I feel bad for not telling the truth about my name, but I told the truth about why it was chosen. Little consolation really, I know.
“My mummy loves The Rock.”
“Oh, does she? Well, I’m glad my mum didn’t name me that. It would be a funny name to go around with.”
“It’s not his real name, silly. It was his name as a wrestler. His real name is Dwayne.”
“Oh, well that’s a much better name.”
So Caleigh goes for the ripped kind of man, does she? That rules me out. I mean, I don’t have a bad physique, but nothing compared to the muscles Dwayne Johnson has. I’m sure the dude’s muscles have muscles.
“Where are you off to?” Caleigh asks. She flashes me a beautiful smile and I could melt.
“Just off to binge watch a series on Netflix with Damien.”
“Oh, right. Cool. What are you watching?”
“The Witcher. Full disclosure, I never played the game or read the books. Though I am three chapters into The Last Wish. I bought it when I went into Pedmore today.” I don’t know why I’m rambling.
“You went into One Last Chapter?”
“I did. Your uncle is a very nice man.”
“How do you know we’re related?” she asks as a bemused look crosses her face.
“Ted told me. Actually, he asked me to give you a message when I next saw you.”
“Oh, I see. What did he say?”
“He wanted you to know that Miriam is away for another week at her mum’s.”
“Oh.” Her faces falls slightly. “I’d hoped my great-aunt would be better by now.”
“I’m sorry it’s not better news. He did ask me to say hello to you, though, Hardin.”
“Mummy, can we go and see if Uncle Ted has any new books for me?” Hardin asks in a pleading tone.
“Maybe next week, baby,” Caleigh says, smiling down at her son. “Thank you for passing the message on, Rhett. We should let you get going to Damien’s before you’re late. Full disclosure, The Witcher is phenomenal.”
“Does it live up to all the hype? I’m quite late to the party, I know.”
“It depends on how you look at it. I’ve never played the game or read the books either. I just looked at it as a new fantasy to sink my teeth into, and I loved every second of it. It didn’t hurt that Geralt was so handsome.”
“Oh, so weird colour eyes and long grey hair is your thing, huh?” I ask with a wink.
Caleigh’s giggle is melodic. God, could she get any more perfect?
I really need to stop thinking of her like that. It could never happen, even if she liked me that way. Long-distance relationships are tricky, then there’s the fact that she doesn’t know who I really am and the fact that she has a kid. I’m not bothered she has a kid, it’s more that if we got attached to each other and then I had to go away all the time, it would make it that much harder.

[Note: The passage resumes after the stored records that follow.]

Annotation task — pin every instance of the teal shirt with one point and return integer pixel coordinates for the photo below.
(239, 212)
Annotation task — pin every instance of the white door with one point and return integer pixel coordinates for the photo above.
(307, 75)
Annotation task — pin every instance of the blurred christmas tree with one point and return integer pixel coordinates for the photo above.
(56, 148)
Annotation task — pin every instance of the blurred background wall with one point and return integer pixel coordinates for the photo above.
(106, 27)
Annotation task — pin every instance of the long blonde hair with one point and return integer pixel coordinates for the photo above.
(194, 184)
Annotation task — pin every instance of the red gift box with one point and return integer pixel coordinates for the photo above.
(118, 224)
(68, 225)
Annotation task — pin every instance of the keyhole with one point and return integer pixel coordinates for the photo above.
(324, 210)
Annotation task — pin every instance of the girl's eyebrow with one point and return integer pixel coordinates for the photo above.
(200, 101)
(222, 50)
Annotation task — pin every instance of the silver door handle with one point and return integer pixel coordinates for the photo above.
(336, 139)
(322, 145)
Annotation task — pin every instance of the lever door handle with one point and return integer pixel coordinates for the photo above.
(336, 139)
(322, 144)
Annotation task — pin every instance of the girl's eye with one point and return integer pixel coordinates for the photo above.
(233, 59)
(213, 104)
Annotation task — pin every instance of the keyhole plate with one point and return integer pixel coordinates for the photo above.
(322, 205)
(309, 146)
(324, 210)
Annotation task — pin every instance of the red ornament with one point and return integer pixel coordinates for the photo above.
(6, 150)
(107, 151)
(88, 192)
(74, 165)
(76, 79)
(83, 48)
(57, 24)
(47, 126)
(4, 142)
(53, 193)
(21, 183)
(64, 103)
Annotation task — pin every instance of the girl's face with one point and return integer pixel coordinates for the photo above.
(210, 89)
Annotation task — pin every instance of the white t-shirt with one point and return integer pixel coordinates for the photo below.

Plus, there’d be the whole telling Hardin why I lied about who I am in the first place. It’s hardly a good thing to lie to a child.
“I’d hardly say I have a type, actually. I like who I like. It’s not so much what’s on the outside that counts.”
“So, Henry Cavill
could approach you and if he was a”—I catch myself before saying dick in front of Hardin—“an idiot, then he wouldn’t stand a chance?”
“Hmm,” she ponders, rubbing a hand over her chin for effect. “If he looked like that but was as dumb as a box of frogs, or if he didn’t have a sense of humour, then no he wouldn’t stand a chance. A man has to be kind, intelligent, funny, loving, respectful—”
“Sounds like you’re describing me there.”
“Someone’s full of themselves,” she replies with a tinkling laugh.
Her emerald eyes sparkle with mirth and I feel drawn to her by some invisible force. I’m the moth and she’s the flame. If I fly too close, I’ll get burned.
“Nah, I just know I possess all of those traits.”
“Hmm, I’m sure you do.”
She looks me over from head to toe, her gaze scrutinising me, and I feel like I’m under a microscope.
“Well, since you didn’t swipe right, you’ll never know,” I tease.
The blush races across her skin, making her cheeks pink. Just when I thought she couldn’t get any prettier, she goes and proves me wrong.
“Mummy, what’s Rhett on about?”
“Nothing, baby. It’s just a joke from when we met.”
“Oh. Well, I don’t get the joke. Aren’t jokes supposed to be funny?”
“Manners, Hardin,” she chides quietly.
“Sorry, Mummy.”
“We’d really better be going. You’re probably already late. We’ll let you get on with your evening.”